(fot. BMW)

Kto odpowiada za wypadek autonomicznego samochodu? Rząd Wielkiej Brytanii chce to uregulować

Zautomatyzowane pojazdy już wkrótce będą gotowe, aby trafić do salonów. W związku z tym, wybrane kraje postanowiły dostosować obowiązujące przepisy, co ma pozwolić na dopuszczenie takich samochodów do publicznego ruchu.
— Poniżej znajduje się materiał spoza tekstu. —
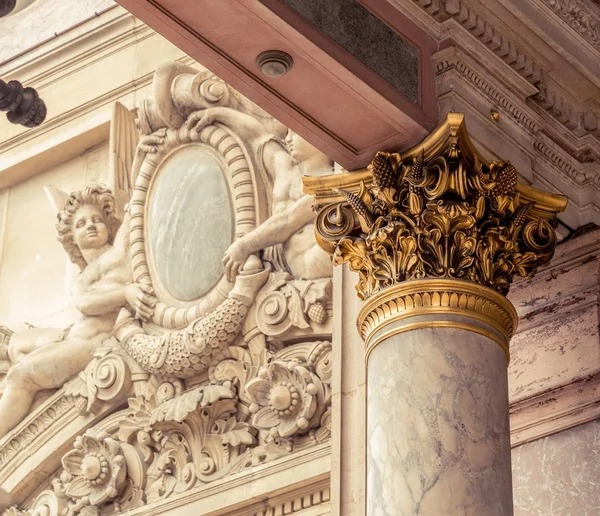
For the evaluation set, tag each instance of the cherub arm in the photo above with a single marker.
(275, 230)
(101, 302)
(244, 126)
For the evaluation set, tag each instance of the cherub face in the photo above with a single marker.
(89, 228)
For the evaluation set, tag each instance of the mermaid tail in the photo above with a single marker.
(193, 350)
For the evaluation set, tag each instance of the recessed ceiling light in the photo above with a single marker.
(274, 63)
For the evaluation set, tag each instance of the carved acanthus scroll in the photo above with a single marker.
(205, 387)
(438, 211)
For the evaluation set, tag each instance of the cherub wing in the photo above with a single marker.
(122, 145)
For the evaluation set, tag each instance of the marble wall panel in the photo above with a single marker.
(559, 475)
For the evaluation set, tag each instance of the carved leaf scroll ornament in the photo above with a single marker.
(438, 212)
(171, 437)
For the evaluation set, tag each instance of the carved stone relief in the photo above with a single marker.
(205, 306)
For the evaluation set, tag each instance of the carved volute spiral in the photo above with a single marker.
(438, 211)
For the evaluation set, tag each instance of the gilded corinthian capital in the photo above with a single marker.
(437, 211)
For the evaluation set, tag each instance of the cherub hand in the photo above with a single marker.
(235, 258)
(149, 144)
(199, 120)
(141, 299)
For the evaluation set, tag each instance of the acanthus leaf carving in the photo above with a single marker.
(448, 215)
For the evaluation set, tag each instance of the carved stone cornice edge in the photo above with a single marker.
(579, 16)
(455, 304)
(453, 128)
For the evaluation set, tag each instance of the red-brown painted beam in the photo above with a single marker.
(329, 97)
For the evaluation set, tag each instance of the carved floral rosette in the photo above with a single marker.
(170, 438)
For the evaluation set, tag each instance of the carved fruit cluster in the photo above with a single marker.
(444, 216)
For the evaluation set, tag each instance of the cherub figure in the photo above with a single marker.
(289, 231)
(95, 240)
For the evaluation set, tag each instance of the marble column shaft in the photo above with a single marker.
(437, 426)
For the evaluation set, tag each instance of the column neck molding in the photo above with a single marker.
(433, 302)
(440, 218)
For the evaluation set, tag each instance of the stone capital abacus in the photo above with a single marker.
(436, 234)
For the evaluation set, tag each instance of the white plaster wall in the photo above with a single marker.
(560, 474)
(42, 20)
(35, 272)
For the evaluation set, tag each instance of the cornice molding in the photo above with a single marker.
(580, 16)
(453, 58)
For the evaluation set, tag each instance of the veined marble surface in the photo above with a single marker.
(437, 426)
(559, 475)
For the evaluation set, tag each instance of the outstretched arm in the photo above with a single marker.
(102, 302)
(275, 230)
(245, 127)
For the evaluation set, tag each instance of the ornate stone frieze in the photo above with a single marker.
(580, 16)
(205, 310)
(436, 229)
(489, 33)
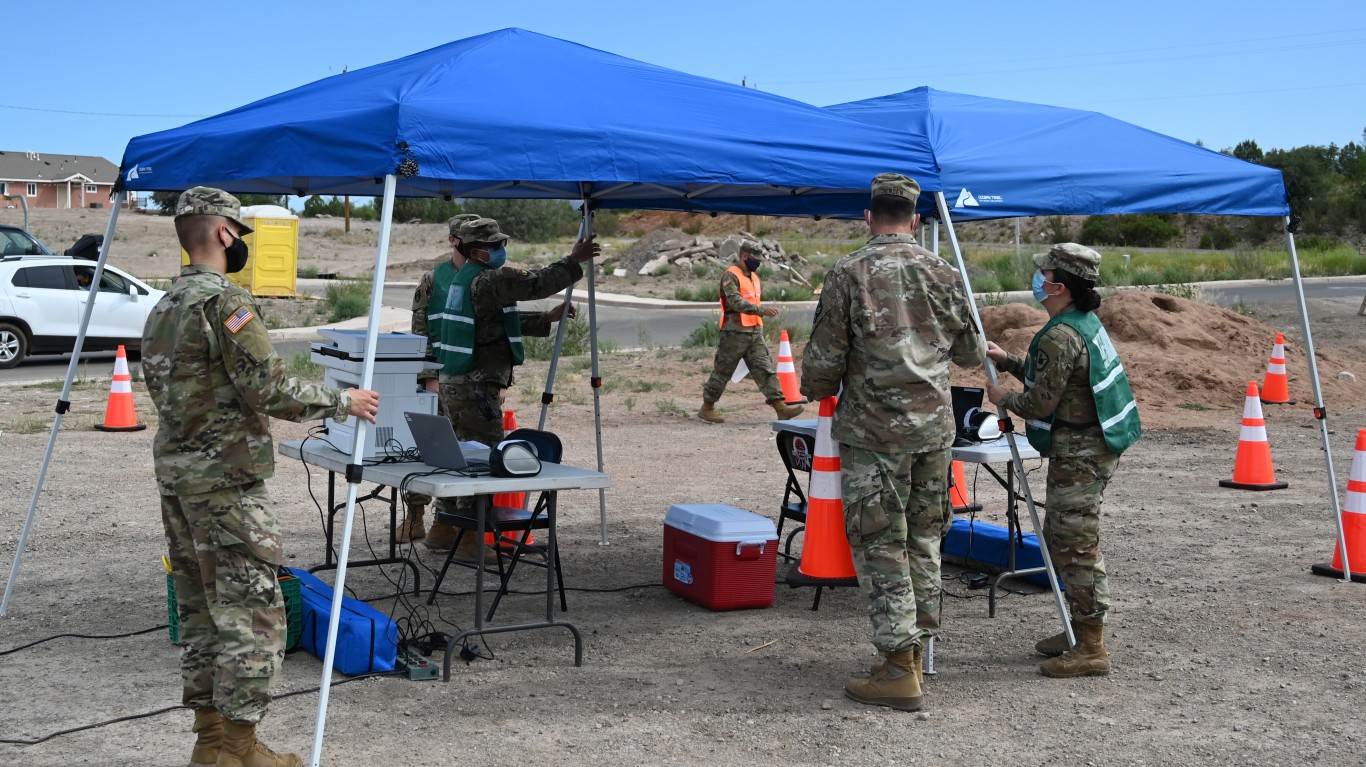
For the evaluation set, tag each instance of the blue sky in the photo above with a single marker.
(1284, 75)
Autonomiczne samochody to przyszłość

Oczywiście do samochodów, które w każdych warunkach poradzą sobie bez kierowcy jeszcze daleka droga. Zanim producenci pozbędą się kierownicy i innych elementów sterujących, otrzymamy auta wysoce zautomatyzowane – autonomiczna jazda będzie możliwa w określonym scenariuszu, przykładowo na autostradzie.

Autonomiczne samochody – np. Cadillac Escalade
Cadillac Escalade oferuje system Super Cruis, który w założeniach pozwala na przemieszczanie się po wybranych autostradach w USA bez dotykania kierownicy (fot. Cadillac)

Warto dodać, że wybrane firmy (Cadillac czy Audi) posiadają już odpowiednią technologię, która zapewnia 3. poziom autonomicznej jazdy, czyli wspomnianą przed chwilą jazdę bez dotykania kierownicy w wyznaczonych warunkach. W większości regionów nie można z niej jednak korzystać. Problemem nie jest sama technologia, ale nienadążające przepisy.

Na szczęście, niektóre kraje podejmują już działania, aby zmienić przestarzałe przepisy. Powinno to pozytywnie wpłynąć na rozwój autonomicznych pojazdów, a także – miejmy nadzieję – również na bezpieczeństwo na drogach. Prace prowadzone są już w Niemczech, a także ruszają właśnie w Wielkiej Brytanii.

Wielka Brytania podejmuje działania w kwestii zautomatyzowanej technologii

Rząd Wielkiej Brytanii ogłosił, że zamierza przyjrzeć się rozwiązaniom z zakresu zautomatyzowanej jazdy, poszukać odpowiedzi na najważniejsze pytania, a także dostosować przepisy ruchu drogowego do nowoczesnych samochodów.

Jak możemy przeczytać w oficjalnym komunikacie, na cel zostanie wzięty Automated Lane Keeping System (ALKS), czyli zautomatyzowany system utrzymania pasa ruchu. Nie, nie chodzi o rozwiązania, które znajdziemy już chociażby w Mercedesie klasy E. Według przyjętych wytycznych, system musi pozwolić na puszczenie kierowcy i jazdę bez jej dotykania przez dłuższy czas. Sugeruje to, że rząd zajmie się samochodami 3. poziomu autonomiczności.

Wielka Brytania zaprasza przedstawicieli przemysłu motoryzacyjnego do składania wniosków, które mają pomóc w odpowiedzi na najważniejsze kwestie. Opinie pochodzące z wielu źródeł posłużą do zdefiniowania roli kierowcy i zasad korzystania z zautomatyzowanego systemu. Ponadto, rząd chce wyjaśnić, kto odpowiada za wypadek podczas autonomicznej jazdy – kierowca czy dostawca technologii.

Zautomatyzowana technologia może uczynić jazdę bezpieczniejszą, płynniejszą i łatwiejszą dla kierowców, a Wielka Brytania powinna być pierwszym krajem, który dostrzeże te korzyści, zachęcając producentów do opracowywania i testowania nowych technologii na swoim terenie – Rachel Maclean, minister transportu.

Rząd planuje już pod koniec tego roku rozpocząć konsultacje społeczne na temat proponowanych zmian w przepisach i kodeksie drogowym, które będą zawierać podsumowanie otrzymanych opinii na temat zautomatyzowanych samochodów.